Ecologie, environnement, nature, économie verte et développement durable en Algérie

"Miliana, la perle du zaccar Images et senteurs du passé" par Chérifa Belabbas-Nabi (El Watan.com)

Ah Miliana! Reverrais-je un jour ton beau visage ? Cette beauté qui hante mes souvenirs ? Quelqu’un pourra-t-i1 te redonner ton aspect, ton cachet ?  Petite ville de mon enfance, je souffre pour toi ! Ah ! si je pouvais faire quelque chose, je le ferai, mais...

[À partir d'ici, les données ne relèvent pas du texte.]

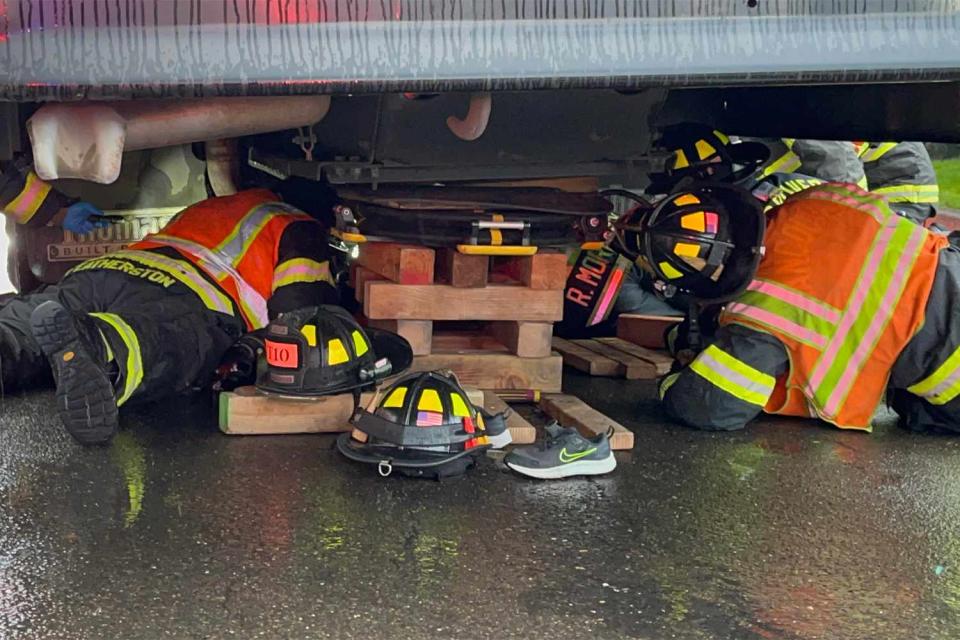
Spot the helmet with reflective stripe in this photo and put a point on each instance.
(424, 425)
(704, 240)
(317, 351)
(704, 153)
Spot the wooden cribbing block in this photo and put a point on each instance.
(361, 276)
(402, 263)
(248, 412)
(521, 431)
(542, 271)
(385, 300)
(466, 342)
(419, 333)
(646, 331)
(571, 411)
(586, 360)
(633, 367)
(461, 270)
(658, 359)
(497, 370)
(525, 339)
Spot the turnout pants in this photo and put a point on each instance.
(161, 339)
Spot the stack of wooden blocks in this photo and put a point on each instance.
(509, 305)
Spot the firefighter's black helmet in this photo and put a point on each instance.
(704, 240)
(424, 425)
(319, 351)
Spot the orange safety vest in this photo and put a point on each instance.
(843, 285)
(234, 240)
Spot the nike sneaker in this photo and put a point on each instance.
(562, 454)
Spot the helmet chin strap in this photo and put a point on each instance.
(694, 337)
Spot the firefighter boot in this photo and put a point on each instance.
(85, 396)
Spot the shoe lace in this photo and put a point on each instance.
(554, 433)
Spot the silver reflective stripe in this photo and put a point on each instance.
(252, 304)
(238, 241)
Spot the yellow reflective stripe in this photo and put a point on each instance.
(27, 203)
(925, 193)
(787, 163)
(733, 376)
(301, 270)
(132, 368)
(943, 385)
(667, 382)
(874, 153)
(211, 296)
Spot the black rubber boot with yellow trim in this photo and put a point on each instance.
(85, 395)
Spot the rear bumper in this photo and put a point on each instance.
(222, 47)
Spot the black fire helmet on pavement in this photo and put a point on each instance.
(424, 425)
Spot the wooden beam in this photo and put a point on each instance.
(582, 184)
(525, 339)
(571, 411)
(419, 333)
(586, 360)
(660, 359)
(249, 412)
(521, 431)
(633, 367)
(361, 276)
(498, 371)
(385, 300)
(647, 331)
(401, 263)
(460, 270)
(543, 271)
(466, 342)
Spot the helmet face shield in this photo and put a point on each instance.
(690, 239)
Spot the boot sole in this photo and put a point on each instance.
(85, 397)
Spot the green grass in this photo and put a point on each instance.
(948, 175)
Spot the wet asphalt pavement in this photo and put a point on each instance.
(786, 530)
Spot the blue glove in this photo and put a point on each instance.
(79, 221)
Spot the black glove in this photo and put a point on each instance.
(687, 339)
(238, 367)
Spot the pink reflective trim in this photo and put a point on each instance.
(854, 307)
(877, 324)
(772, 319)
(815, 308)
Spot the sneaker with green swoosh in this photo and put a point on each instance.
(563, 453)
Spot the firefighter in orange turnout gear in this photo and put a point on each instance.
(157, 318)
(849, 301)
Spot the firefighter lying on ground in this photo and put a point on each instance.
(844, 301)
(158, 318)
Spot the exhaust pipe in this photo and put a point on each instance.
(87, 140)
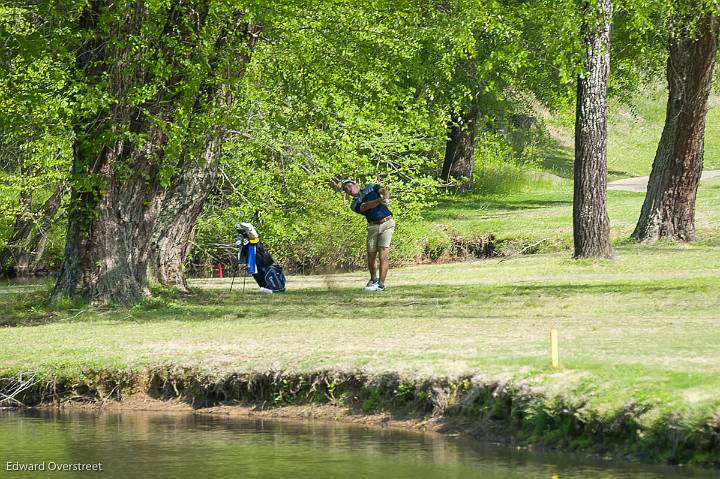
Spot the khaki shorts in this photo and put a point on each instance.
(379, 236)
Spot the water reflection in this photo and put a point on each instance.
(187, 445)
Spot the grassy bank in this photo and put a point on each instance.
(638, 341)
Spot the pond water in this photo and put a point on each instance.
(179, 445)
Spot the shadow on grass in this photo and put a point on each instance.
(398, 302)
(476, 205)
(402, 301)
(560, 161)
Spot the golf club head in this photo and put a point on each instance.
(247, 230)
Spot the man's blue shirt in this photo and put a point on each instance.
(370, 193)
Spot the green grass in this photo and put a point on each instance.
(644, 326)
(633, 135)
(641, 328)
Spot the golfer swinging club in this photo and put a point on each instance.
(372, 202)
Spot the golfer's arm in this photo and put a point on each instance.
(384, 193)
(370, 205)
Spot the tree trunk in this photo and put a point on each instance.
(116, 194)
(591, 226)
(106, 252)
(186, 198)
(460, 148)
(183, 204)
(669, 206)
(121, 149)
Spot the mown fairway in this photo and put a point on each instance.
(643, 327)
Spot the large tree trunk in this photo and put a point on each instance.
(460, 148)
(183, 204)
(120, 152)
(26, 246)
(186, 198)
(591, 226)
(21, 231)
(669, 206)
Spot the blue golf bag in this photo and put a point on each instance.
(259, 263)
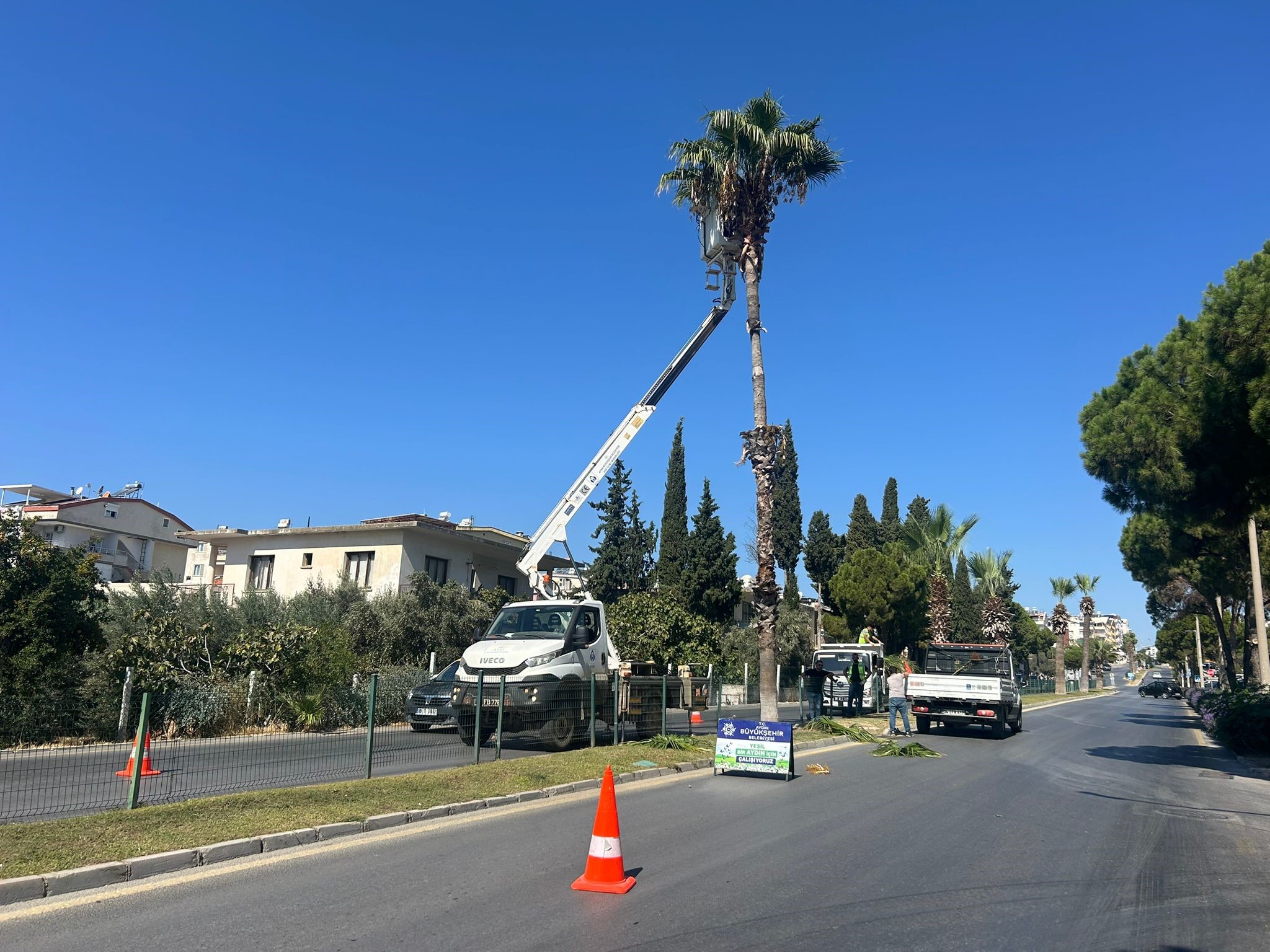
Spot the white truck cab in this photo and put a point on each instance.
(837, 660)
(548, 653)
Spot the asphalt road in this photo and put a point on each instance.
(1108, 824)
(51, 782)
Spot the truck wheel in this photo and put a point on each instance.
(559, 730)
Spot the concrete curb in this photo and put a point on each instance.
(30, 888)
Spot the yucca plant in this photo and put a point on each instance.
(1060, 622)
(746, 164)
(990, 570)
(889, 748)
(1086, 584)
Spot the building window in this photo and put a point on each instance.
(357, 566)
(262, 571)
(437, 569)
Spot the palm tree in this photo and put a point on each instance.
(1086, 584)
(990, 571)
(747, 163)
(1060, 621)
(938, 544)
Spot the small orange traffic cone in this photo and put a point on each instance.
(148, 770)
(605, 870)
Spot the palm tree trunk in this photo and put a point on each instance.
(1086, 626)
(761, 446)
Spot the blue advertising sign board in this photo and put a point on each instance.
(755, 747)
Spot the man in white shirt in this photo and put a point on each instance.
(897, 685)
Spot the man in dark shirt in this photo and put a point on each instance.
(814, 681)
(855, 687)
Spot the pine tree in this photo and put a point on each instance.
(642, 544)
(964, 604)
(918, 512)
(710, 584)
(673, 553)
(824, 550)
(863, 531)
(890, 530)
(788, 513)
(610, 569)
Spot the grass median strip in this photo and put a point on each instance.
(64, 844)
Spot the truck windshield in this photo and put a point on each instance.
(840, 662)
(967, 660)
(531, 622)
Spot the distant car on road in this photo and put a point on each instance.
(430, 703)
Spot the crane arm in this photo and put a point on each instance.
(553, 528)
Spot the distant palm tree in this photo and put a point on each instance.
(936, 544)
(990, 573)
(1086, 584)
(1060, 622)
(747, 163)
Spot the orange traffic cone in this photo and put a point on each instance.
(148, 770)
(605, 870)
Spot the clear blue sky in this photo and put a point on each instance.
(332, 260)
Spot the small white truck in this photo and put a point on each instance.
(967, 684)
(837, 660)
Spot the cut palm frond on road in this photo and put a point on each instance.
(889, 748)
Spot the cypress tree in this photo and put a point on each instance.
(673, 553)
(863, 532)
(918, 512)
(824, 550)
(890, 530)
(610, 569)
(788, 512)
(710, 586)
(966, 607)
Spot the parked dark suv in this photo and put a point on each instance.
(430, 703)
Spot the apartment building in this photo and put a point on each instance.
(130, 536)
(380, 555)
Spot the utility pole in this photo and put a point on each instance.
(1259, 604)
(1199, 653)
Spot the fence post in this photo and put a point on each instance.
(370, 723)
(498, 734)
(664, 703)
(139, 752)
(127, 702)
(481, 702)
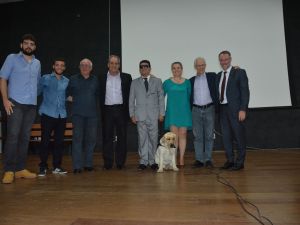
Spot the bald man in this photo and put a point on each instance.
(203, 101)
(83, 92)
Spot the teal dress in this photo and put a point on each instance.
(178, 112)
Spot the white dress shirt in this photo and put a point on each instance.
(220, 84)
(201, 91)
(113, 94)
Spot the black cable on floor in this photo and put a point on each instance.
(243, 202)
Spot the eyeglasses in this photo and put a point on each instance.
(144, 66)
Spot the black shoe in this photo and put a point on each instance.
(88, 168)
(120, 167)
(142, 167)
(154, 166)
(227, 165)
(208, 164)
(77, 171)
(107, 167)
(198, 164)
(237, 167)
(42, 172)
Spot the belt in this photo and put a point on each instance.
(203, 106)
(113, 106)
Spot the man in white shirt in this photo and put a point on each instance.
(114, 95)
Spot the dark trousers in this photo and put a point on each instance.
(114, 121)
(84, 140)
(57, 126)
(18, 133)
(233, 129)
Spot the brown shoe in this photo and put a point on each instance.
(25, 174)
(8, 177)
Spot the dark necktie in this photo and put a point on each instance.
(223, 87)
(146, 84)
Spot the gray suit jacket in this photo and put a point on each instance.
(144, 104)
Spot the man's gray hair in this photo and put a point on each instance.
(86, 60)
(199, 58)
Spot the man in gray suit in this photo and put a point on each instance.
(146, 107)
(234, 100)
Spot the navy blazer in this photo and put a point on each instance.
(125, 85)
(212, 85)
(237, 91)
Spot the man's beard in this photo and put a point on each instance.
(26, 52)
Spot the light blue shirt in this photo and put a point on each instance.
(54, 95)
(201, 91)
(23, 78)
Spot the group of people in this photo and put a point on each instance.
(191, 104)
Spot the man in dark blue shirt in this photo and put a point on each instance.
(53, 116)
(19, 75)
(83, 91)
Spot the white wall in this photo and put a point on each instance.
(165, 31)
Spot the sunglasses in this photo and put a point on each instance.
(144, 66)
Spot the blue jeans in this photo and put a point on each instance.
(203, 130)
(84, 140)
(18, 133)
(233, 130)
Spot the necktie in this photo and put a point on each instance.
(223, 87)
(146, 84)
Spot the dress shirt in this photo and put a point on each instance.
(113, 94)
(23, 78)
(201, 91)
(220, 84)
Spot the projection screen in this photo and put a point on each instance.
(165, 31)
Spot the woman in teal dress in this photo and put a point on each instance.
(178, 118)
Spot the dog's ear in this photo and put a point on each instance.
(163, 141)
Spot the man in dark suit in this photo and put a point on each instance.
(114, 96)
(234, 100)
(203, 102)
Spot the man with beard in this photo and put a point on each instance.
(20, 75)
(53, 116)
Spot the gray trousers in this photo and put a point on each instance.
(147, 140)
(18, 133)
(203, 130)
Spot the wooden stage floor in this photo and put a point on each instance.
(270, 180)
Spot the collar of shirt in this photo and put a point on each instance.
(54, 75)
(148, 78)
(228, 71)
(21, 54)
(113, 76)
(201, 76)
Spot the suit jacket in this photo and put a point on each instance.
(125, 86)
(144, 104)
(212, 86)
(237, 90)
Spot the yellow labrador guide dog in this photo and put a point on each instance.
(165, 155)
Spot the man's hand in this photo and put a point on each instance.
(133, 119)
(70, 98)
(8, 105)
(161, 118)
(242, 115)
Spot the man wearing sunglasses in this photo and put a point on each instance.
(146, 107)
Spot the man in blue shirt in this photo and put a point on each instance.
(83, 91)
(53, 116)
(20, 76)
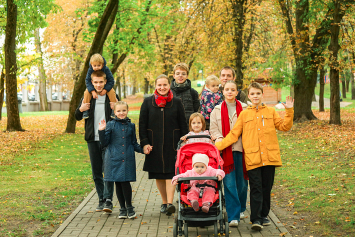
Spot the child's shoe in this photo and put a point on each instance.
(194, 205)
(205, 207)
(86, 114)
(123, 213)
(131, 213)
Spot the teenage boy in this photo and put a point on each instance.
(258, 124)
(228, 74)
(181, 88)
(100, 108)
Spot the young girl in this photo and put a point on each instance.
(119, 136)
(197, 126)
(223, 118)
(200, 168)
(210, 97)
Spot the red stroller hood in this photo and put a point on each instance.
(185, 153)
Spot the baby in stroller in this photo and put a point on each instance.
(204, 188)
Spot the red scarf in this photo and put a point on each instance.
(161, 100)
(227, 153)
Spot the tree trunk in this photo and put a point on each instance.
(334, 65)
(99, 39)
(43, 104)
(2, 82)
(321, 89)
(13, 117)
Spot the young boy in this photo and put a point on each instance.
(181, 88)
(97, 62)
(258, 123)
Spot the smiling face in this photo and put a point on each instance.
(180, 75)
(121, 111)
(230, 92)
(162, 86)
(98, 83)
(255, 95)
(200, 167)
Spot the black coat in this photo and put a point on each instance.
(161, 128)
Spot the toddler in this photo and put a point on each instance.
(119, 136)
(97, 62)
(197, 126)
(210, 97)
(200, 168)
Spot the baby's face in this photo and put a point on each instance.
(200, 167)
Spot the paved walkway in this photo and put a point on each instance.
(84, 221)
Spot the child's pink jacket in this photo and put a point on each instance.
(209, 172)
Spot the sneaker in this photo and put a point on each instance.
(266, 221)
(163, 208)
(86, 114)
(205, 207)
(233, 223)
(257, 225)
(131, 212)
(194, 205)
(123, 213)
(108, 206)
(100, 207)
(170, 209)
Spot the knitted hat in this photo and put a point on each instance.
(200, 158)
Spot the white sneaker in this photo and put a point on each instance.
(233, 223)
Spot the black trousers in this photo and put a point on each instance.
(104, 189)
(261, 181)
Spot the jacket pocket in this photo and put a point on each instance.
(176, 138)
(252, 156)
(150, 137)
(273, 152)
(249, 123)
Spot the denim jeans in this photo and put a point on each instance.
(104, 189)
(235, 189)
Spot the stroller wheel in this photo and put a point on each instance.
(186, 230)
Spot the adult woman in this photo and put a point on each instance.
(161, 124)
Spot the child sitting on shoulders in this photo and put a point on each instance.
(97, 62)
(197, 126)
(210, 97)
(200, 168)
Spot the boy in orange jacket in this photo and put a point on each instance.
(258, 124)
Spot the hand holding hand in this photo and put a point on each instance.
(84, 107)
(94, 94)
(103, 92)
(289, 102)
(102, 125)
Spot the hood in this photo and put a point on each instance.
(180, 89)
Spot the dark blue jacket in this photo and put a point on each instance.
(120, 139)
(109, 77)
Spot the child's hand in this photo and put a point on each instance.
(103, 92)
(102, 125)
(94, 94)
(183, 138)
(289, 102)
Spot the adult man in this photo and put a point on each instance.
(228, 74)
(100, 109)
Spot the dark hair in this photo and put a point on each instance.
(228, 68)
(98, 74)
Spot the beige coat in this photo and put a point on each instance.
(216, 126)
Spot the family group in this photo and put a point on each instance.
(243, 131)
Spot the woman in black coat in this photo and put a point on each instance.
(162, 123)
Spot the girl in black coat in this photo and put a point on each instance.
(161, 124)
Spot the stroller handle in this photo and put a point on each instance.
(193, 136)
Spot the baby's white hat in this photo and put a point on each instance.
(200, 158)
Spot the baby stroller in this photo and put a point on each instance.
(186, 216)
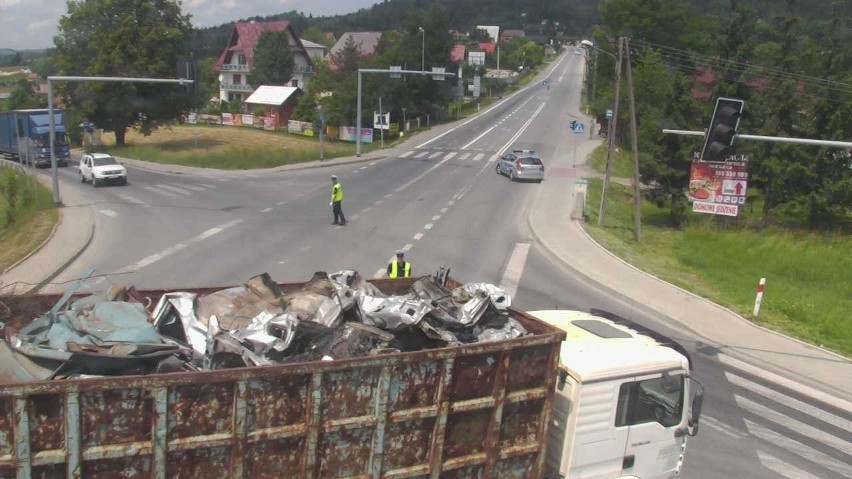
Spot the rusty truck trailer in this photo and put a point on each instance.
(473, 411)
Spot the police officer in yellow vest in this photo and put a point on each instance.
(337, 201)
(399, 268)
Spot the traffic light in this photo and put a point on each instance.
(723, 126)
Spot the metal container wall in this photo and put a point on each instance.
(477, 411)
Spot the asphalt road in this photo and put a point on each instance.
(444, 204)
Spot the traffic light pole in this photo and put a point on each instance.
(775, 139)
(358, 103)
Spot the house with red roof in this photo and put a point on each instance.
(235, 63)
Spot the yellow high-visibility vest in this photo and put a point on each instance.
(406, 272)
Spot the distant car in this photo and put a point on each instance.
(100, 168)
(521, 165)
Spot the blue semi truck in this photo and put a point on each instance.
(25, 136)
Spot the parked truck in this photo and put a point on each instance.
(25, 135)
(578, 395)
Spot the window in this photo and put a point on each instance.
(651, 400)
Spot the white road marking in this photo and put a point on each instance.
(433, 139)
(793, 403)
(799, 449)
(177, 190)
(802, 389)
(512, 275)
(177, 247)
(722, 427)
(477, 138)
(782, 468)
(792, 424)
(161, 192)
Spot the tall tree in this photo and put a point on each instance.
(273, 59)
(126, 38)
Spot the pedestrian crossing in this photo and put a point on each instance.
(796, 434)
(447, 155)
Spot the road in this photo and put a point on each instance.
(442, 202)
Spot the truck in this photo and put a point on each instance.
(25, 136)
(579, 395)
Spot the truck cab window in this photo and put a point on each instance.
(650, 400)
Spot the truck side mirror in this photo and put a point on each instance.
(695, 410)
(563, 377)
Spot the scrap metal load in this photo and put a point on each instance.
(331, 317)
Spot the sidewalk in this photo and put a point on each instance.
(730, 334)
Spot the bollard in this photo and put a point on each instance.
(759, 298)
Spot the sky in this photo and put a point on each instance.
(31, 24)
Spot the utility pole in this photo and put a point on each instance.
(611, 132)
(634, 143)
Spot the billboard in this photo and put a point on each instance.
(718, 187)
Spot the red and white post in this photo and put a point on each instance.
(759, 298)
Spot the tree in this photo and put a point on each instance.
(127, 38)
(273, 59)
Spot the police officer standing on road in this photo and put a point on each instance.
(336, 201)
(399, 268)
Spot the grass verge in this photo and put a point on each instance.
(808, 276)
(228, 148)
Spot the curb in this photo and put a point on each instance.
(67, 263)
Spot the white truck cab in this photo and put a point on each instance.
(624, 401)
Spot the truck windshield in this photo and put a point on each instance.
(104, 161)
(651, 400)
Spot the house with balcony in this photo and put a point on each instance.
(236, 60)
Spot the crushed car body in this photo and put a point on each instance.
(332, 316)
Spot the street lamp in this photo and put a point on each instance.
(422, 50)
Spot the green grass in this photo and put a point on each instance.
(808, 276)
(622, 162)
(229, 148)
(27, 215)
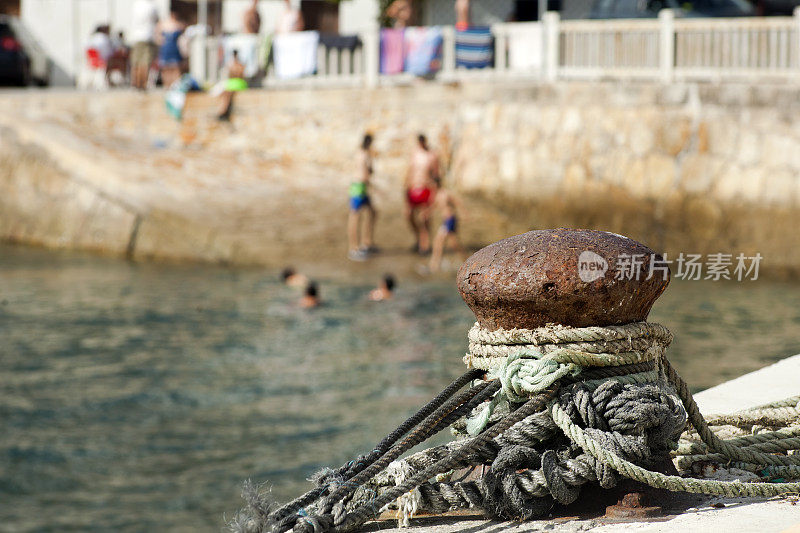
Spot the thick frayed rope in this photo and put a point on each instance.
(564, 407)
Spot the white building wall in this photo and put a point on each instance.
(354, 15)
(482, 13)
(358, 15)
(63, 27)
(233, 12)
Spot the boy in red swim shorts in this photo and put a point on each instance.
(420, 183)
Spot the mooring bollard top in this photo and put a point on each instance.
(564, 276)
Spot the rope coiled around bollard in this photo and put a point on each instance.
(563, 407)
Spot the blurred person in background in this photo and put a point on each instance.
(118, 62)
(420, 183)
(234, 83)
(400, 11)
(290, 19)
(448, 205)
(384, 290)
(292, 278)
(310, 298)
(144, 20)
(360, 202)
(100, 42)
(252, 20)
(170, 57)
(462, 15)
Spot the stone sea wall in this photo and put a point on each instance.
(692, 168)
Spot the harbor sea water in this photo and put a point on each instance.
(138, 397)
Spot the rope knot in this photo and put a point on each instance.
(525, 373)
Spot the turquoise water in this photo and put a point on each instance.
(138, 397)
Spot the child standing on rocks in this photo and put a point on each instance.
(360, 203)
(447, 203)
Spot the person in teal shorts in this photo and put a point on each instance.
(362, 212)
(233, 84)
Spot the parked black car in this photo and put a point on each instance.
(22, 62)
(632, 9)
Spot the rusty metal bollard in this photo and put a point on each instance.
(571, 277)
(533, 279)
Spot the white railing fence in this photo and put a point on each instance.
(666, 49)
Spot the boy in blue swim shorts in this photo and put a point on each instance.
(447, 204)
(361, 245)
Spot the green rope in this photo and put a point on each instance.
(662, 481)
(545, 356)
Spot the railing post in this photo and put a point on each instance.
(551, 49)
(796, 14)
(500, 32)
(372, 56)
(666, 27)
(448, 51)
(198, 59)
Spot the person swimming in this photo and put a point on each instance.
(292, 278)
(310, 297)
(384, 291)
(360, 202)
(421, 181)
(447, 204)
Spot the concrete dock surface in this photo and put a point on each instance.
(701, 514)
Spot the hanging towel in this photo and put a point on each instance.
(295, 54)
(525, 46)
(392, 51)
(340, 42)
(474, 47)
(423, 50)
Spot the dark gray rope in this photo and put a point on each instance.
(348, 470)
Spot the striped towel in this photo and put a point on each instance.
(423, 47)
(474, 47)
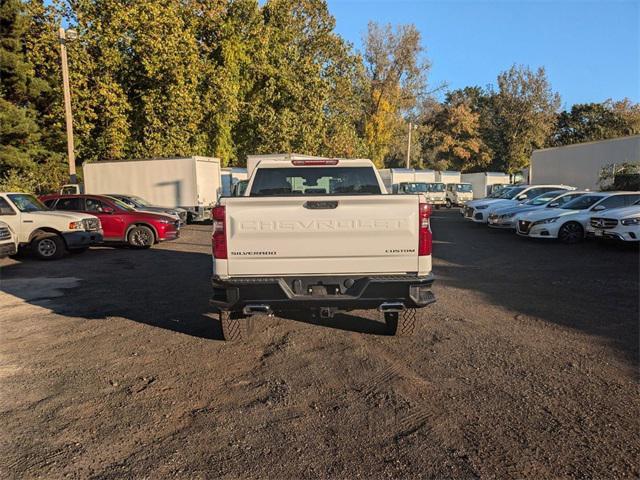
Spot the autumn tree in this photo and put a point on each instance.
(523, 110)
(453, 138)
(396, 71)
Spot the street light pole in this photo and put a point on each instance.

Et oui ! Pour le berceau de ma jeunesse, celui de mes parents de mes ancêtres que ne ferais-je pas ? Mais je n’ai aucun moyen, aucun pouvoir hélas ! Je me réfugie dans le passé en me remémorant les souvenirs d’antan. Et les images défilent devant mes yeux. Ta beauté et ta nature si clémente qui faisaient ta renommée : dans le pays même et hors de nos frontières. Tous ceux qui te visitaient tombaient sous ton charme. Ton climat, ta verdure, tes sources aux eaux cristallines ont permis la réalisation de trois piscines dont les «Belles sources». Qui ne connaissait pas et ne parlait pas de tes jardins luxuriants ? Tes vergers, tes vignobles aux cépages variés de raisin de table : malaga, ferrana, muscat… tes cerisiers au fruit incomparable, tes figuiers, oliviers, amandiers, pommiers, poiriers, cognassiers... Tous ces arbres qui fleurissaient au printemps et offraient un immense tableau de couleurs, dont les parfums enivrants embaumaient et transformaient ta campagne en paradis terrestre.  Et la ville, qu’en dirai-je ?

Pour te présenter à ceux qui ne te connaissent pas, les mots se bousculent dans ma tête. Ce sont des pages que je noircirai. Nichée à mi-hauteur du majestueux Zaccar, à plus de 700 mètres d’altitude, tu narguais les assaillants qui s’obstinaient à te conquérir, reine du Zaccar !  Comme toutes les villes anciennes, Miliana était protégée par des murailles. Quatre portes y permettaient l’accès : au nord Bab El Blad (Portes du Zaccar, qui étaient doubles : une pour l’entrée, l’autre pour la sortie), c’était l’entrée principale de la ville ; au nord-ouest Bab El Djemaâ, à l’ouest Bab El Gharbi et au sud Bab Yadmer. Celle-ci menait vers Yadmer, Aïn El Barqouq et Zougala, quartiers de la campagne. 

De Bab El Blad, on accède directement à la ville par une belle artère : rue Emir Abdelkader, autrefois rue Saint Paul. Magnifique avenue aux larges trottoirs d’où s’élèvent, jusqu’à nos jours, de majestueux platanes dont les cimes se joignent pour former un dais. Quel ombrage et quelle fraîcheur en été ! A gauche de l’entrée se dresse le marché couvert (qui attend sa réhabilitation afin que les marchands de légumes et autres puissent réintégrer ce lieu qui leur revient de droit et de ce fait dégager trottoirs et chaussées qui permettront la circulation aisée des véhicules et des piétons.  De part et d’autre s’élèvent les constructions constituées d’un rez-de-chaussée réservé aux magasins ou édifices publics (mairie) et d’un étage à habitation. Murs blancs et toits de tuiles rouges. Style de montagne. Cette architecture s’alliait bien à l’environnement.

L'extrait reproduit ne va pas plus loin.